I decide to be the narc. I lean over and whisper to the nurse, quiet enough that Grandad can’t hear me. “He was saying his feet hurt earlier.”

The nurse swivels her head to look at me, then swivels it back to Grandad. “Were your feet hurting you earlier?”

“Well,” he fumbles, caught in his lie (he gives another reassuring smile), “they’re sore, but that’s just from not using them.”

“Well, that’s the sort of thing I want to know about,” she says, nodding and making a note on her chart.

 I don’t blame him for trying to weasel his way out of rehab. He’s already been in the hospital for several days now; he just wants to go home. But to his credit, he was surprisingly quick to agree to it. As I said earlier, he’s been unusually pleasant… He quickly descended from his prior attitude last week — when the doctor asked him to stay overnight in the hospital so they could carry out the procedure the next morning, he got mad and left because he didn’t want to wait — to his consent to an extended stay while they fuss with his medicine.
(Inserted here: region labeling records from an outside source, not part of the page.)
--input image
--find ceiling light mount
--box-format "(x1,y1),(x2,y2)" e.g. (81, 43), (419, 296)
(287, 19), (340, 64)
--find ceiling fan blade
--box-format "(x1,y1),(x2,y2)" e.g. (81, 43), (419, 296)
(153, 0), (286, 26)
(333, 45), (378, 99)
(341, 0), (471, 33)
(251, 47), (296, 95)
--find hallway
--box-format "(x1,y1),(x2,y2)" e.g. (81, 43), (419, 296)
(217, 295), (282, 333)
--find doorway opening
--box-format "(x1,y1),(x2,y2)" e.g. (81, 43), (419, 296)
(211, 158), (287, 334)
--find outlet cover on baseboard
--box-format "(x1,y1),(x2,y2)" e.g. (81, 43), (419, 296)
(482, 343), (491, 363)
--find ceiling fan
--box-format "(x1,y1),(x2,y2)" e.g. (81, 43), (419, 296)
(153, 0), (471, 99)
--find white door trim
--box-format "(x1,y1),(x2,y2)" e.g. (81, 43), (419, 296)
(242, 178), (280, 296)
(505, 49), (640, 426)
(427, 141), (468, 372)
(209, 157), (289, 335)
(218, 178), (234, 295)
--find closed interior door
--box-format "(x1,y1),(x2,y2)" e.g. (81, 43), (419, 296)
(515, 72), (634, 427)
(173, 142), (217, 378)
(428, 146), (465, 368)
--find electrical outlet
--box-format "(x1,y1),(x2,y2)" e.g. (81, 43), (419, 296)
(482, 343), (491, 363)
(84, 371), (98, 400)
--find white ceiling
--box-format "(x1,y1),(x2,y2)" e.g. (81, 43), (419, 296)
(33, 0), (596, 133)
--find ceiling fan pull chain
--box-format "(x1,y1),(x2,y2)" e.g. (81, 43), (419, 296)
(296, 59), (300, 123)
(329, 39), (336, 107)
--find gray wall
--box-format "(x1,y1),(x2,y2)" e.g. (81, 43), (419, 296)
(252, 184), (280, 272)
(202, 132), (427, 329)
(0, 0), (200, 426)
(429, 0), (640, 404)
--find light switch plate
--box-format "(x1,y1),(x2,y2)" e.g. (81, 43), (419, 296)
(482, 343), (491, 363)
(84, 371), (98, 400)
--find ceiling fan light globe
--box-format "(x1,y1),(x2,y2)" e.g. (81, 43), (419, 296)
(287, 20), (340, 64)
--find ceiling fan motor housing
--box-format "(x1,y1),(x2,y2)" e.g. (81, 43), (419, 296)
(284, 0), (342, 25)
The time has finally come for Bill Boyne to say “uncle” and let the doctors do what they want to do.

Sometimes it’s good to be humble. Sometimes humility is forced on you. Either way, it’s better than winding up dead. This week has seen a lot of death for me: a neighbor died. A friend of the family who was basically an extra grandfather growing up died. A distant relative died. Each death could be seen for miles away: He was old. He had cancer. He was homeless and not taking care of himself.

I try to picture my Grandad being in my shoes, hearing about so many people passing away. Would it be easier to hear when you’re in your 80s? Some say you get used to it; it becomes monotonous. I say, it must be a wake up call every time. Remember death, friend? It’ll come back for you eventually.

Once you get a taste of death, it lingers. You’ll never not know that taste. And there are days that you will fret over the next time that it will reach your lips. But what good does worry do in this scenario? It removes you from the moment; it distracts you from making new memories because you so avidly hold on to the ones you have.

This is my struggle: I have no ability to move forward. In this instance, or in any other instance in my life, I cling to what is already established. I fear the great unknown. You’d think with all my improv lessons, I would have gotten it by now: the unknown is what’s so brilliant about the world around us. I even take pleasure in announcing my love for the unknown, but when it comes right down to the things I want to keep in my life — the people — it’s harder to accept that constant ebb and flow of reality (read: life).

Snap out of it, Sam! Life never presents itself in a palatable form; it offers up joy, but always hand in hand with worry, concern, fear, anger, sorrow. With a little humility, it becomes clear that this will never change. And so you have to say “uncle” and let life do what it’s come to do. It’s better than winding up dead.